2. Long inline subroutines
Right now almost everything is inlined for performance, so HLL/HLLC are thousands of lines. Concerns are also interleaved in a non-obvious order. That makes them hard to read, so refactoring repetitive code is even harder.
Personally, I prefer that the top-level solvers encode logic, with similar-level abstractions grouped together. Something like this:
subroutine s_hll_riemann_solver(...)
call s_populate_riemann_buffers(...)
call s_build_mixture_states(...)
call s_build_riemann_side_states(...)
call s_compute_wave_speeds(...)
call s_build_fluxes(...)
call s_build_cylindrical_geometric_flux(...)
end subroutine
This also applies to the subroutines within. For instance, s_build_fluxes() can also be made clearer and contain just high-level subroutine calls. We probably need fypp inlining so the performance is unaffected.
3. Many scalars
We currently pass around a huge number of scalars:
- Left/right states: rho_L/R, pres_L/R, E_L/R, H_L/R, etc.
- Mixture/EOS: gamma_L/R, pi_inf_L/R, qv_L/R
- Chemistry: Ys_L/R, Xs_L/R, Cp_iL/R, Gamma_iL/R, etc.
- Elasticity: tau_e_L/R, G_L/R
- Bubbles: R0_, P0_, etc.
- Wave speeds: s_L, s_R, s_S, s_M, s_P, xi_
I think it’s cleaner if we group them into small derived types and pass those around instead of separate locals.
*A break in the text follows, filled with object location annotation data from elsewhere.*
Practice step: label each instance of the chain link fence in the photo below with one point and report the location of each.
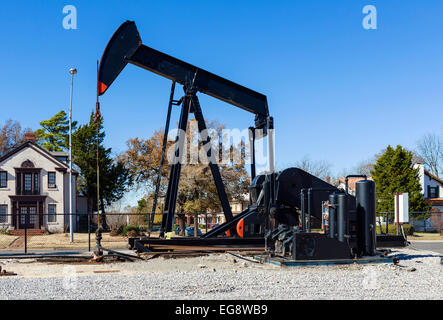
(421, 221)
(29, 232)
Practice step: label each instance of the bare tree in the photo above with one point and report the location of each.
(11, 134)
(318, 168)
(430, 149)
For example:
type riemann_side_state
real(wp) :: rho
real(wp) :: pres
real(wp) :: E
real(wp) :: H
real(wp) :: gamma
real(wp) :: pi_inf
real(wp) :: qv
real(wp) :: vel_rms
real(wp), dimension(num_vels) :: vel
real(wp), dimension(num_fluids) :: alpha
real(wp), dimension(num_fluids) :: alpha_rho
end type riemann_side_state
type(riemann_side_state) :: L, R
call build_mixture_state(L, qL_prim_rs${XYZ}$_vf, j, k, l)
call build_mixture_state(R, qR_prim_rs${XYZ}$_vf, j+1, k, l)
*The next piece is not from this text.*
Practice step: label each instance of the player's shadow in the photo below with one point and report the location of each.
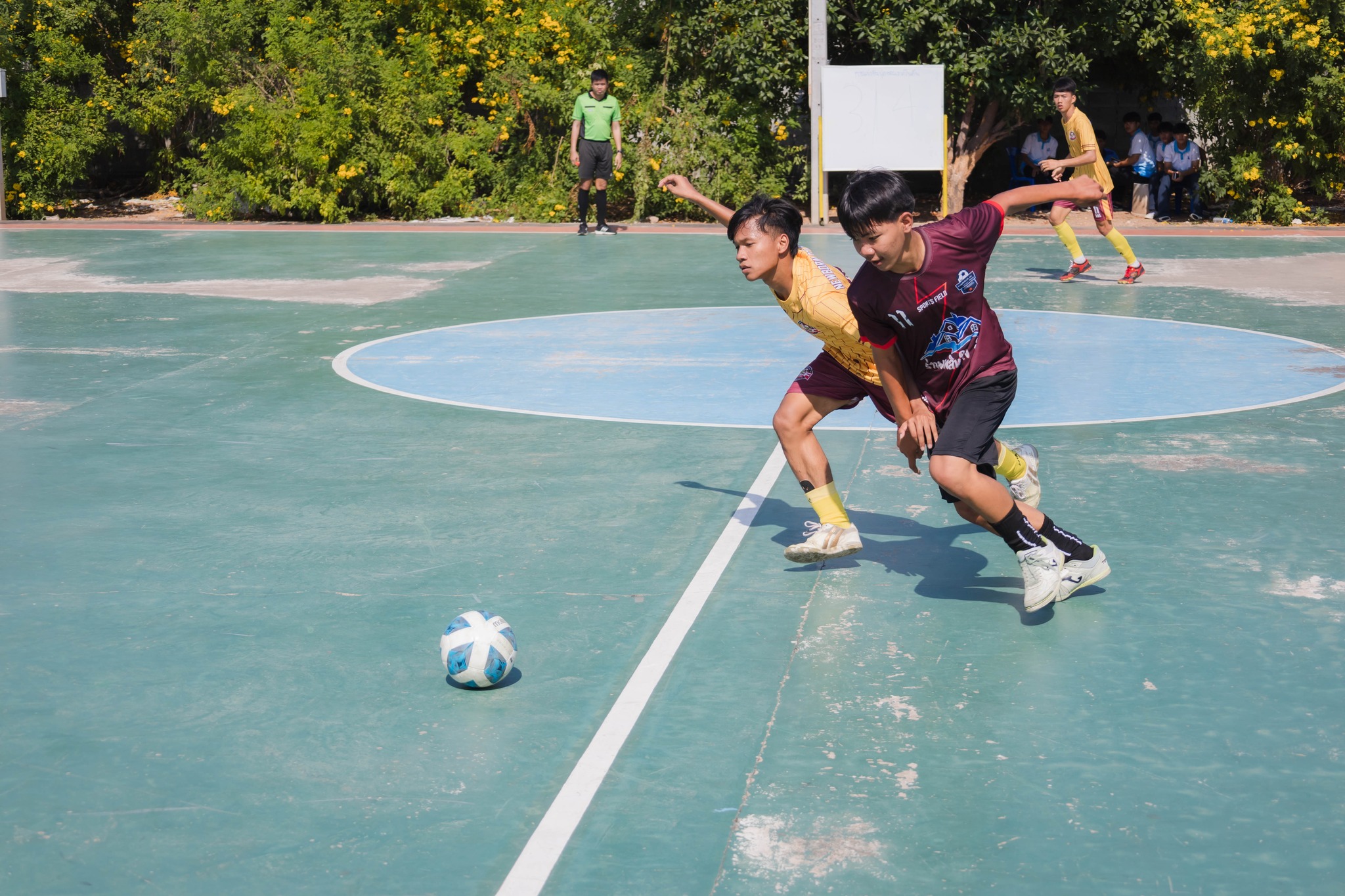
(1053, 273)
(512, 679)
(946, 571)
If we keep the types simple (no allocatables), I think the CPU/GPU performance would be the same, but we'll need to profile.
4. Minor stuff
Locals
We can use locals for frequently reused expressions for clarity. Just one example:
real(wp) :: un_L, un_R
un_L = vel_L(dir_idx(1))
un_R = vel_R(dir_idx(1))
s_L = min(un_L - c_L, un_R - c_R)
s_R = max(un_R + c_R, un_L + c_L)
xi
Currently we use xi to remove branches when choosing wave region (SL*, SL, SR, SR*) we’re in. I think they are much more confusing and error-prone than using the usual formulas to find (UL*, UL, UR, SR*) and constructing the fluxes explicitly. However, for GPU there might be an inevitable penalty, so I’m inclined to keep this the way it is.
thanks @ChrisZYJ -- i agree with this approach, very nice!